How can I show that $X_n=e^n I_{\{Y>n\}} \to 0$ in probability?

Question

Let $Y$ be a continuous random variable with density function $f_Y(y)=e^{-y}, y > 0$. Consider the sequence $\{X_n\}$, given by $X_n=e^nI_{\{Y>n\}}, n =1,2,\cdots$

How can I show that $\{X_n\} \to 0$ in probability?

My work:

So, I want to show that $P(|X_n-0|>\epsilon) \to 0$ as $n \to \infty$.

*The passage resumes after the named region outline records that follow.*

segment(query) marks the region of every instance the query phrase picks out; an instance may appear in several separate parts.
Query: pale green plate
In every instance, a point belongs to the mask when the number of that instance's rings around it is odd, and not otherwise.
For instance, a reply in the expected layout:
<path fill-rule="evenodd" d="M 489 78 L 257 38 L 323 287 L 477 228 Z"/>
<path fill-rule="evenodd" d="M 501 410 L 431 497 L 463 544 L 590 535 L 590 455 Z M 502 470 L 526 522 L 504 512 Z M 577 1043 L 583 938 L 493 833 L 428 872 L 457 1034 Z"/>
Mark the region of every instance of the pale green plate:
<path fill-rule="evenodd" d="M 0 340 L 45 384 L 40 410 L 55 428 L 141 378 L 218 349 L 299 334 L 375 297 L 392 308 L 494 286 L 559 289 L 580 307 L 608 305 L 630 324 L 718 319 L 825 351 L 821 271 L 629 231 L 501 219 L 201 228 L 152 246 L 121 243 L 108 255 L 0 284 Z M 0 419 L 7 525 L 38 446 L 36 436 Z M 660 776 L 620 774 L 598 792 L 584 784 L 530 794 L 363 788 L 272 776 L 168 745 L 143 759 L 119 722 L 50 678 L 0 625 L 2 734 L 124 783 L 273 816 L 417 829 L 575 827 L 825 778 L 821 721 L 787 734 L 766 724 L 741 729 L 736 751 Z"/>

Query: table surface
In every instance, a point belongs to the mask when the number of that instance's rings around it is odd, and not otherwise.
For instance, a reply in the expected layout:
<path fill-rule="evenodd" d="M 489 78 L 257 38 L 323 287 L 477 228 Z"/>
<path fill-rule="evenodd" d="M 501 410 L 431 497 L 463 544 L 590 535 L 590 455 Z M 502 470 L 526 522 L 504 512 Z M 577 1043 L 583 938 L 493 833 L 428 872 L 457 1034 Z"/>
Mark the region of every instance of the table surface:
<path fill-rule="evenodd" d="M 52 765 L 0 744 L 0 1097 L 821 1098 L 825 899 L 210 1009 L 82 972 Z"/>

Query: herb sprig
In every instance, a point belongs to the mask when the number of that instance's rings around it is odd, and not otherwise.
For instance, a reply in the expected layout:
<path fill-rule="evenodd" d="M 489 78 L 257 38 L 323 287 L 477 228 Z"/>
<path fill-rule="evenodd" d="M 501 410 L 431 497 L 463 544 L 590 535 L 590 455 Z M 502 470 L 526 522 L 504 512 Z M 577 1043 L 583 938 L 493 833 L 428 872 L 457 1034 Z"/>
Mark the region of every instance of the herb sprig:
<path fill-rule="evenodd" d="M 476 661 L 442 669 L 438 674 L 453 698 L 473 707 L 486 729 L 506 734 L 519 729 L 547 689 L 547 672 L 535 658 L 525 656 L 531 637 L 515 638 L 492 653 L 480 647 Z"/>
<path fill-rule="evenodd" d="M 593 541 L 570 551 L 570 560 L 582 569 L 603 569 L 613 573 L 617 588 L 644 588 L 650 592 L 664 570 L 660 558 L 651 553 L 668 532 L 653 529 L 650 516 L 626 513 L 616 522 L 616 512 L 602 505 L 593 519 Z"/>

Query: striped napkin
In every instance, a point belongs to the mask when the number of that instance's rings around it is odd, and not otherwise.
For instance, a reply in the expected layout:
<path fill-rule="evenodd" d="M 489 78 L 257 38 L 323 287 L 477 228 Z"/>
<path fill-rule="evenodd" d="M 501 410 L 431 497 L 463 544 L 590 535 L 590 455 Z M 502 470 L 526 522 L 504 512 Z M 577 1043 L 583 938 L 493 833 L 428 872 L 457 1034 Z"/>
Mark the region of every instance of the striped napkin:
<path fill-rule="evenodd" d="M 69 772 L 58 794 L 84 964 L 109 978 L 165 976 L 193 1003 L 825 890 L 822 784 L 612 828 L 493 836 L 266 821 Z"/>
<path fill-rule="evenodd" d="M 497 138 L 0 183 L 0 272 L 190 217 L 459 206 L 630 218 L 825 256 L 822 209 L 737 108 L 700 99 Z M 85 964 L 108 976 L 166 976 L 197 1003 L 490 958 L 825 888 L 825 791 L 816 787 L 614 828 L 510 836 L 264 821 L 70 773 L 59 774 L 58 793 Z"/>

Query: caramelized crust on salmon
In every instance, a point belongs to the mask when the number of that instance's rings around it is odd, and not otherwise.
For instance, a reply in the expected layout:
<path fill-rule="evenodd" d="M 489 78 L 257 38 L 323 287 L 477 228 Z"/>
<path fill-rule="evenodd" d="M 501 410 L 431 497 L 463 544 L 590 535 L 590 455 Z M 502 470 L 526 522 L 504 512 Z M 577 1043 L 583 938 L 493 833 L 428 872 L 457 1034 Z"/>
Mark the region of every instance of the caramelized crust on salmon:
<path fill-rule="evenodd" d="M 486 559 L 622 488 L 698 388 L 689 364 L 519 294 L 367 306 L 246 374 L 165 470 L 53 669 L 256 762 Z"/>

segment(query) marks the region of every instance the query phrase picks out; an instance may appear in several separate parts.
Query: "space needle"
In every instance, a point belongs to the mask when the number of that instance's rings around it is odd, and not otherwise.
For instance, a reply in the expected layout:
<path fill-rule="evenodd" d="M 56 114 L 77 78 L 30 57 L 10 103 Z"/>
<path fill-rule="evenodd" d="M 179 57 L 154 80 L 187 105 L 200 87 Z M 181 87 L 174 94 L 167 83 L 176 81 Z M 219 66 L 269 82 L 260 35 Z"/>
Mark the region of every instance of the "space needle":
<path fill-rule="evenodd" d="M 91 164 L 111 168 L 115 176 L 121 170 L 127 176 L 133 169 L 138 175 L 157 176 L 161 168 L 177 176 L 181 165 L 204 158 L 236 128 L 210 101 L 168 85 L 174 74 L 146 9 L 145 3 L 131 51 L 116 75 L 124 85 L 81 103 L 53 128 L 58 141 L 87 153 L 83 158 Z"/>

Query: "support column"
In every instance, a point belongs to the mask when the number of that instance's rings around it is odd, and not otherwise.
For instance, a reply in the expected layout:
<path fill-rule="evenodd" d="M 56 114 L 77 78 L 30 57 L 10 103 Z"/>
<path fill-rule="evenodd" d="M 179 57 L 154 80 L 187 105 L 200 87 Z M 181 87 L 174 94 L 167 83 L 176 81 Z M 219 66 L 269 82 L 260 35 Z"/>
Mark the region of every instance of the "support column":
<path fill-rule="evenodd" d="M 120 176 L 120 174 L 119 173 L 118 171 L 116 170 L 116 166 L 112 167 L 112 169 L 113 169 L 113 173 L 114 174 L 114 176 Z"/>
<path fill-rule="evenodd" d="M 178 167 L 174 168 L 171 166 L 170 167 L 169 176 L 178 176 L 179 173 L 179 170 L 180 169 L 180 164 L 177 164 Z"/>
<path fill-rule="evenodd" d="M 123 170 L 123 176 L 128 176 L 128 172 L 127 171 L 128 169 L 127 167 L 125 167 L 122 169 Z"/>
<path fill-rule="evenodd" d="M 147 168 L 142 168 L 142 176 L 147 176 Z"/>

$P(|X_n| > \epsilon)=P(X_n > \epsilon)=1-P(X_n \le \epsilon)=1-\int_0^\epsilon\Sigma_1^Y(e^n)dx$

However, I do not think my last equality makes much sense. How would you proceed?

Answer 1

Consider the following inequality for $\varepsilon \leq 1$

$$P( |X_n| > \varepsilon ) = P(e^n I_{\{Y>n\}}>\varepsilon) \leq P( I_{\{Y>n\}} > \varepsilon) = P(Y > n) = e^{-n} \to 0.$$

Actually we do not need to know the distribution of $Y$. We can use the cumulative function properties $$ P( Y > n) = 1 - F_Y(n) \underset{n\to \infty}{\to} 1 -1 = 0$$

For $\varepsilon > 1$ we get $$ P( |X_n| > \varepsilon) \leq P(|X_n| > 1) \to 0$$

Answer 2

First, $\text{Prob}[Y>n]=e^{-n}$ since $Y$ has an exponential distribution. Therefore, $X_n$ can have only two values, namely $e^n$ with probability $e^{-n}$ and $0$ with probability $1-e^{-n}$. Let's fix some positive value $\epsilon$ and call $n'$ the smallest nonnegative integer bigger than $\ln \epsilon$. Then, for any $n \geqslant n'$, $\text{Prob}[X_n>\epsilon]=e^{-n}$, which clearly goes to 0 for large $n$.

Answer 3

$X_n$ can have two values (i.e. either $0$ or $e^n$) with $p=P(X=e^n)=e^{-n}$. For $\epsilon\geq e^{n}$, $P(X_n>\epsilon)$ is always $0$. For $\epsilon<e^n$, $P(X_n>\epsilon)=p=e^{-n}$, and this goes to $0$ as $n$ goes to infinity.